For further information, please visit the Company's website at

About Andean American

Andean is an international mining and exploration company focused on value growth through the development of gold and copper projects in Peru and currently has two key assets: the 28,200 hectare Invicta gold-silver-copper advanced exploration stage project and 60.13% of Sinchao Metals Corp., owner of the Sinchao gold-silver-copper exploration project. In addition, the Company is actively targeting early stage gold and silver prospects in Peru. For further information call (604) 681-6186 or toll free: 1-888-356-4784.

On behalf of Andean American Gold Corp.,

David Rae, President

This news release may contain forward-looking information within the meaning of the Securities Act (Ontario) ("forward-looking statements"). Such forward-looking statements may include the Company's plans for its mineral projects, the overall economic potential of its properties, the availability of adequate financing and involve known and unknown risks, uncertainties and other factors which may cause the actual results, performance or achievements expressed or implied by such forward-looking statements to be materially different. Such factors include, among others, risks and uncertainties relating to potential political risks involving the Company's operations in a foreign jurisdiction, uncertainty of production and costs estimates and the potential for unexpected costs and expenses, physical risks inherent in mining operations, currency fluctuations, fluctuations in the price of gold and other metals, completion of economic evaluations, changes in project parameters as plans continue to be refined, the inability or failure to obtain adequate financing on a timely basis, and other risks and uncertainties, including those described in the Company's Financial Statements, Management Discussion and Analysis and Material Change Reports filed with the Canadian Securities Administrators and available at

This press release is not an offer to sell or the solicitation of an offer to buy the securities, nor shall there be any sale of the securities in any jurisdiction in which such offer, solicitation or sale would be unlawful prior to qualification or registration under the securities laws of such jurisdiction.
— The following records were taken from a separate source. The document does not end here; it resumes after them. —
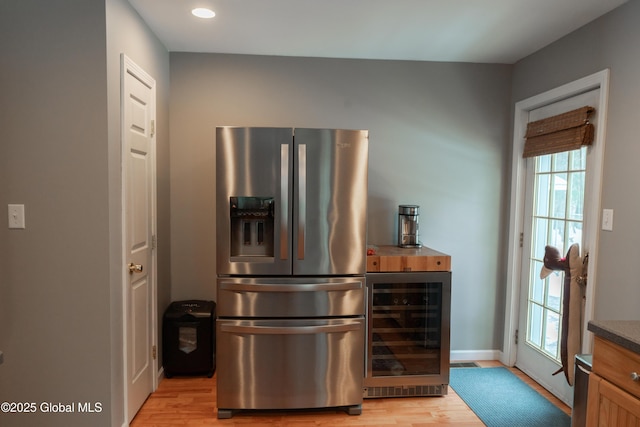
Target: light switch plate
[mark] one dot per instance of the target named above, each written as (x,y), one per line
(16,216)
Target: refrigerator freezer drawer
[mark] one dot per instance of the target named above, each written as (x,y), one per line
(290,363)
(291,297)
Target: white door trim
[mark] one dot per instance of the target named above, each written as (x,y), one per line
(128,66)
(516,218)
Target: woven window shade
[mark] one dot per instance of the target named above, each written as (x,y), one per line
(564,132)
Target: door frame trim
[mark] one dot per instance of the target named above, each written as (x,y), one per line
(599,80)
(129,66)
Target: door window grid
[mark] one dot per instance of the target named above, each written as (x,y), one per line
(557,221)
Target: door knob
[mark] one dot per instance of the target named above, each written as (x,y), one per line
(135,268)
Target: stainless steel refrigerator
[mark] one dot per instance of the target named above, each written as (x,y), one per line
(291,208)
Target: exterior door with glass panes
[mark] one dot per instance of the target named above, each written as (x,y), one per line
(554,215)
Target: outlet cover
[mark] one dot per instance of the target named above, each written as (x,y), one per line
(16,216)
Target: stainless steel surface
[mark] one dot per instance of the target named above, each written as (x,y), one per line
(291,297)
(284,201)
(302,198)
(291,211)
(135,268)
(335,188)
(251,162)
(320,198)
(286,364)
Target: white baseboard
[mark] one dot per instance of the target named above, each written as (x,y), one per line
(462,355)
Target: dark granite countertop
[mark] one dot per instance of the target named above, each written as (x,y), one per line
(625,333)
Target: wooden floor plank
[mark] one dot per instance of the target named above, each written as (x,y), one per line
(192,402)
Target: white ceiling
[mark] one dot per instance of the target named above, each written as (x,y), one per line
(482,31)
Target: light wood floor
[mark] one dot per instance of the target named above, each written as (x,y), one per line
(192,402)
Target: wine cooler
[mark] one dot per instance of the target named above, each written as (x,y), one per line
(408,322)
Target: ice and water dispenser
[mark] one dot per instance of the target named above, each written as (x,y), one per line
(252,226)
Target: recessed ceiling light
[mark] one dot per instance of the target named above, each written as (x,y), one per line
(202,12)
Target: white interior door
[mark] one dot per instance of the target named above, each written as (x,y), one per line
(554,215)
(138,108)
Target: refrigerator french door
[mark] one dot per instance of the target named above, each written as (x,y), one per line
(291,258)
(291,201)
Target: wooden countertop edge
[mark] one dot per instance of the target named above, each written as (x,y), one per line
(390,258)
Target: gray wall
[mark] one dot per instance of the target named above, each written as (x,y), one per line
(60,278)
(439,137)
(53,159)
(128,34)
(611,42)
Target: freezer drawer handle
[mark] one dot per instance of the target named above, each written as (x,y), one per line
(300,287)
(290,330)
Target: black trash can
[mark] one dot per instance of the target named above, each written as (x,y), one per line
(188,338)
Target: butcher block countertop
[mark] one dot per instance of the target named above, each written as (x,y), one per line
(393,258)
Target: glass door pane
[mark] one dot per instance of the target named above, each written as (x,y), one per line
(557,221)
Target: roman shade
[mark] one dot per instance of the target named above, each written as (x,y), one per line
(564,132)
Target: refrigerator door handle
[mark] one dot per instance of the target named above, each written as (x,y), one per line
(284,201)
(298,287)
(289,330)
(302,197)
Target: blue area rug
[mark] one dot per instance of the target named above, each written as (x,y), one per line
(501,399)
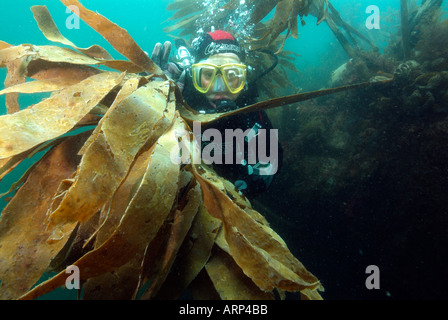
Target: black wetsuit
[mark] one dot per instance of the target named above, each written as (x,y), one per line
(245,175)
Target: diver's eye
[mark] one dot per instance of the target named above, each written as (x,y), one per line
(232,74)
(207,74)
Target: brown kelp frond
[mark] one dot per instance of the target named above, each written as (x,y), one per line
(254,246)
(24,248)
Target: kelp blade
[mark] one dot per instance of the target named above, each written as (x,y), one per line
(24,250)
(139,119)
(144,215)
(54,116)
(117,37)
(255,247)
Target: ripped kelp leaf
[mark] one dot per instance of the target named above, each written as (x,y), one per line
(24,250)
(145,214)
(255,247)
(139,119)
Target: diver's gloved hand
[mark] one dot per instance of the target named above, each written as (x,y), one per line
(160,55)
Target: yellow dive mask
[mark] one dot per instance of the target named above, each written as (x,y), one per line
(205,75)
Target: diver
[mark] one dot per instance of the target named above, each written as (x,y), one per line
(212,76)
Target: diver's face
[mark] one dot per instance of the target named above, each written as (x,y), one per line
(219,90)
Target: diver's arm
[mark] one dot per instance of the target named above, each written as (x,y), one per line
(254,179)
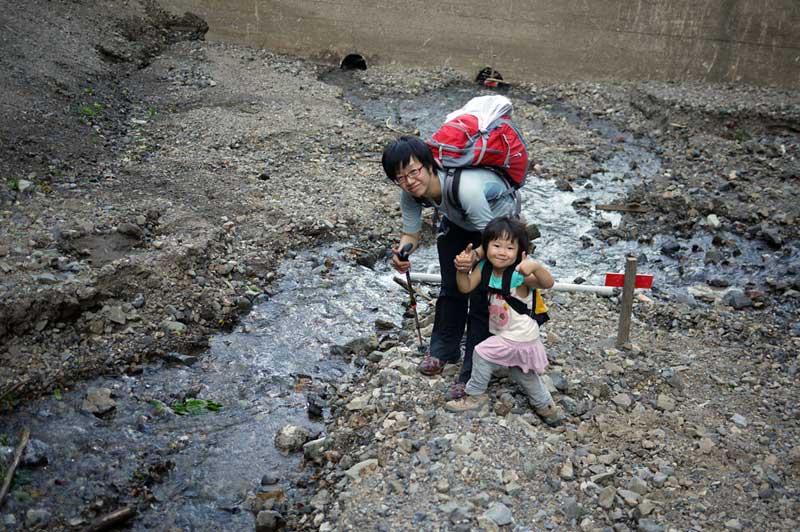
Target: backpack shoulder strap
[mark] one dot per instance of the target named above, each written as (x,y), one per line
(452,180)
(518,306)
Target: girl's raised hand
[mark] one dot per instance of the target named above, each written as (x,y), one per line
(464,260)
(525,266)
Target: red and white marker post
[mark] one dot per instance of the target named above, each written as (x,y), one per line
(628,281)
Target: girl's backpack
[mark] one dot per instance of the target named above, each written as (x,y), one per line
(482,134)
(539,310)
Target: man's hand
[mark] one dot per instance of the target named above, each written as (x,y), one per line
(400,260)
(465,260)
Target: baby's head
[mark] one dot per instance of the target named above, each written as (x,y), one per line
(508,229)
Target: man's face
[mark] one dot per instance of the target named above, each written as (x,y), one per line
(414,178)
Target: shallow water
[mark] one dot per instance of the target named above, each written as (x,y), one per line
(210,461)
(199,468)
(565,229)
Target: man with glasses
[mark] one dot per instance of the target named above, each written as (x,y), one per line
(482,195)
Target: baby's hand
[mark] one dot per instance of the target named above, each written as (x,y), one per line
(525,266)
(464,260)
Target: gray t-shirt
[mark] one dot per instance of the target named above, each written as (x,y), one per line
(484,195)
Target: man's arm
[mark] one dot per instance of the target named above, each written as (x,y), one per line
(406,238)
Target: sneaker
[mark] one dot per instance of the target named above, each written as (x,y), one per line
(550,414)
(456,391)
(468,402)
(431,366)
The securities being offered have not been, nor will they be, registered under the United States Securities Act of 1933, as amended and such securities may not be offered or sold within the United States absent an applicable exemption from U.S. registration requirements.

Neither TSX Venture Exchange nor its Regulation Services Provider (as that term is defined in the policies of the TSX Venture Exchange) accepts responsibility for the adequacy or accuracy of this release.